Today i went down to Tesco to buy a wireless mouse  the problem is that it douse not want to work  i try plugging it in to the side of the computer no good, back of the laptop no good, i try another laptop both sides no good, a pc no good! and it said it will work on laptops and pc (of course ) and works on Windows ME/2000/XP/Vista. i tried it on xp sp2 and vista home premium laptops and a XP SP1 pc but no luck, im thinking of sending it back to the shop but i want to check if there is a way to fix it online first, the model is H16MS-01 and is no on the tesco website. its a in-store only product it looks really nice so i dont want to give it back, it has no ball at the bottom so it works on all surfaces but the problem is even when i try to put it on a mouse mat or some where else the mouse jest stays still! i went to mouse propities and it said A100-touchpad 129-28248- and it also said TESCOMOUSEWIRELESS and i clicked on that one but i still wont work, then i try changing the batterys no help, try restarting then the TESCOMOUSEWIRELESS goes away and all it says is A100-touchpad 129-28248- and other mouses. i click other mouses and nope nothing.

Please can any one help me sorry i forgot to put the writing in paragraphs but who bothers. no like this is gonna be published into dawn freches dear fatty book is it  lol PLEASE HELP   what do i do, i can replace it but i like the design of the mouse it matchs alot with my toshiba a100 here is a picture of the mouse and my computer, the mouse is my picture and the a100 is jest a picture i found on google.















Thanks for your help


----------



## mobility

oh well now i cant fix my mouse


----------



## mobility

aw im so sad  this is not the first time tesco have upset me with there electronic products once i brought a av cable expander that is technika and it did not work i am not saying its a rubbish company ive brought lots of technika good products before.


----------



## pies

Did you try the mouse on another pc to test it out?


----------



## mobility

@pies yes i did but no luck


----------



## johnb35

I would say there is something wrong with either the usb adapter, the mouse, or you need fresh batteries.  Does the computer that you plug the usb adapter in, recognize it and install drivers for it?


----------



## mobility

it dont matter any more, it was because it was a cheap tesco one, i brought a logitech v220 laptop mouse today working fine, so there is nothing wrong with drivers etc. its that i brought a cheap tesco one  thanks for your help.


----------



## massahwahl

Did you sync it up correctly? The one my girlfriend has must be plugged in when the computer is off then you sync it when it boots up.


----------



## purplepixie

Just got one of these, mouse great, instructions non existent!

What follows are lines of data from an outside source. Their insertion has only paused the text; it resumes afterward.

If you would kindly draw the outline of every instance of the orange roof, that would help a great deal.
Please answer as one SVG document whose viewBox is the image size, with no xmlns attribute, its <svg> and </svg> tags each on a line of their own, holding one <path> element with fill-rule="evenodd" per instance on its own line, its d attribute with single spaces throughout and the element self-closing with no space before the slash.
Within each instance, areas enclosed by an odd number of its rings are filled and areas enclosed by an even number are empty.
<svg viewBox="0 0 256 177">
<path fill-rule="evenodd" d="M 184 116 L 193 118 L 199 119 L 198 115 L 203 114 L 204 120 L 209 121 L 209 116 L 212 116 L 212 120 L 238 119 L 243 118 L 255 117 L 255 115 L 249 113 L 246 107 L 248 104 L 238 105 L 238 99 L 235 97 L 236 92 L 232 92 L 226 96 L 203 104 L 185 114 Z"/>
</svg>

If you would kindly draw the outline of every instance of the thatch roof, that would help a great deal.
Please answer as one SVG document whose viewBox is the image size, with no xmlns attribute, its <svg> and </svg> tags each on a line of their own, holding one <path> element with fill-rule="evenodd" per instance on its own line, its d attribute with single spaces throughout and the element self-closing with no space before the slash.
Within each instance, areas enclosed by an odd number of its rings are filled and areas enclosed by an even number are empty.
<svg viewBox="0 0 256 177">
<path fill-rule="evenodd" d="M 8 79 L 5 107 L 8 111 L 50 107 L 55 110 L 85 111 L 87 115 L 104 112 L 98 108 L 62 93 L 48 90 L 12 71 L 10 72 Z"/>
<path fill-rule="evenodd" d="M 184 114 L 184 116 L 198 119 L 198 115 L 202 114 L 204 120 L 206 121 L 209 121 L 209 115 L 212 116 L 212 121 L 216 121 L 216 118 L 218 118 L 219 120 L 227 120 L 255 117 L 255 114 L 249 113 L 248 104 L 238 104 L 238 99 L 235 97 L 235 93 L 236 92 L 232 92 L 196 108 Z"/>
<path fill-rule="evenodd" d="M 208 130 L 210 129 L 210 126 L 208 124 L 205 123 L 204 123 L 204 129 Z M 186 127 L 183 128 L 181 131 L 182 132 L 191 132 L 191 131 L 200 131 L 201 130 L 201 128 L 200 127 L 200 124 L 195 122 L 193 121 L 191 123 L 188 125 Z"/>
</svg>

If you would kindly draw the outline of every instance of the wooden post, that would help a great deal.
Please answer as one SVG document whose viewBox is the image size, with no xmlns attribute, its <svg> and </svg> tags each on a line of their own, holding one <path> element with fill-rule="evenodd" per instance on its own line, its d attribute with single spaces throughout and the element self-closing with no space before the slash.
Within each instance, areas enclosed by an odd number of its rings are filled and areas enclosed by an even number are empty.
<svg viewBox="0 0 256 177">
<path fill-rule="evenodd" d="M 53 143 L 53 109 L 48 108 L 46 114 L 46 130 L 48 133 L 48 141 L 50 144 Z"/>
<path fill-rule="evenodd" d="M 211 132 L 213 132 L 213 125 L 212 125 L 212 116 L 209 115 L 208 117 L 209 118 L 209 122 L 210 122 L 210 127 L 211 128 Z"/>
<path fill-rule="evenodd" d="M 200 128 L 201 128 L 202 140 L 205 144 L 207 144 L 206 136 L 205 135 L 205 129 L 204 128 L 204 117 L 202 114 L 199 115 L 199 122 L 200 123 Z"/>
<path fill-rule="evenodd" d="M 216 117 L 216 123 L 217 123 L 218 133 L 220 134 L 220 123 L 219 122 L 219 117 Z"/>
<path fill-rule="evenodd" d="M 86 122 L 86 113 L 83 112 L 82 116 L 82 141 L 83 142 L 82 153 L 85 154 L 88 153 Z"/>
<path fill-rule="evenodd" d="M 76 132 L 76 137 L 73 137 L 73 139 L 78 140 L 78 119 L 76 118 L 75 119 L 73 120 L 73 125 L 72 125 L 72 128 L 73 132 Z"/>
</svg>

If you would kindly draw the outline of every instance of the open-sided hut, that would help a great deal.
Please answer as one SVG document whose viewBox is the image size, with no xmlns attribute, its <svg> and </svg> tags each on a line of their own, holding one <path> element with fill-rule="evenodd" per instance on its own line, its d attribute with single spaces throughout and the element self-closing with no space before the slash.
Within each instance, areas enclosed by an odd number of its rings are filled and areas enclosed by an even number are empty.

On the usb adaptor press the blue button down in the middle (it's the same thing as the blue light) until it flashes.  Then press the small pin size button on the underside of the mouse.  The blue light on the usb adaptor should be flashing very quickly, which shows that the usb is receiving the signal from the wireless mouse. Hope this helps.


----------



## mobility

@purplepixie hi, when you said i should flash it douse, but when i click the very tiny button at the bottom it stops, but it dont matter, i jest got a £12.99 bargin for a £20 worth logitech v220 laptop mouse, and im quite happy with it first time (it says download drivers but you dont need to ) jest plug in and you dont even have to wait one secound. its a proper quality plug n play mouse, thanks for your help  and congrats on finding out on how to make your tecknika mouse working  hope you enjoy your new mouse!


----------